“A Kindle priced below $100 seems almost a sure thing.”
That’s the opinion of Chad Skelton, who’s both an investigative reporter and blogger for the Vancouver Sun. He predicts that Amazon’s going to make big cuts in the cost of a new Kindle — because it will bring them more customers. “Amazon has already shown a willingness to make deep price cuts on the Kindle,” Skelton writes, documenting the drops from its original $399 price to just $139. He does disagree with the prediction that Amazon may give away a free Kindle (and then try to earn back their money on e-book sales). But he notes that “there are likely a bunch of customers who Amazon can bring into the market once they drop the price down to two digits.”
“The only question is when. If I was a betting man, I’d figure Amazon would drop the Kindle’s price to $99 in time for the holiday shopping season.”
He isn’t the first person to predict Amazon will keep lowering the Kindle’s price. Last August, a technology columnist at Slate argued that Amazon would drop the price of a Kindle to $99 before Christmas of 2010! They didn’t — but it’s still a fascinating article, because it broke down the actual cost Amazon paid for the parts of a Kindle. Over a year ago, E-Ink collaborated with a silicon chip manufacturer to create a way to run the Kindle with a much cheaper semiconductor. And in addition, at least one Amazon’s competitor unveiled a $99 digital reader last July.

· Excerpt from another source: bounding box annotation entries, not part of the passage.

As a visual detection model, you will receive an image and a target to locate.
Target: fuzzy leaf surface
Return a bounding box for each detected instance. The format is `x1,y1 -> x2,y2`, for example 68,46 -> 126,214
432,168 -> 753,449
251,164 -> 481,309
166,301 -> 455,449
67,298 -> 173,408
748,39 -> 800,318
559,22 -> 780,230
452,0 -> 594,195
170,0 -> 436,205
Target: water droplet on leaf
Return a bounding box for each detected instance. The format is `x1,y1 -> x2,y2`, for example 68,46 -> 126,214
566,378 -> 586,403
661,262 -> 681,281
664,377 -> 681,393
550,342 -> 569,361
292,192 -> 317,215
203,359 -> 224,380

“All of these trends likely guarantee that Amazon will release a $99 e-reader someday,” Slate‘s columnist concluded. (And he compared Amazon’s pricing to that of an aggressive salesman in a TV ad, joking that Amazon’s CEO was “the Crazy Eddie of the e-book business: Every time a rival gets close to the Kindle’s prices, Bezos goes even lower. He will not be undersold!”) But there’s already been research into how consumers would react to a $99 Kindle, Slate‘s reporter also notes. While less than 20% of the adults in America would consider a reader costing more< than $100, “nearly 65 percent said they would consider one” if the price were below $100, “and almost 40 percent said they’d buy it within six months!”
Imagine what that would mean for Amazon. Suddenly there’d be three times as many people who wanted to buy the newest Kindle. Presumably they’d triple the sales of e-books in Amazon’s Kindle store. This would give Amazon even more leverage with publishers — though I don’t know whether it would ultimately result in lower e-book prices.
It’s hard to predict the future — as Slate’s columnist found out when he started writing that “tech companies usually ramp up production and lower their prices for the holidays.” But maybe he was right about everything except which holiday Amazon. It’s still possible that Amazon will roll out a $99 Kindle for Christmas.
But instead of Christmas of 2010, it could be Christmas of 2011.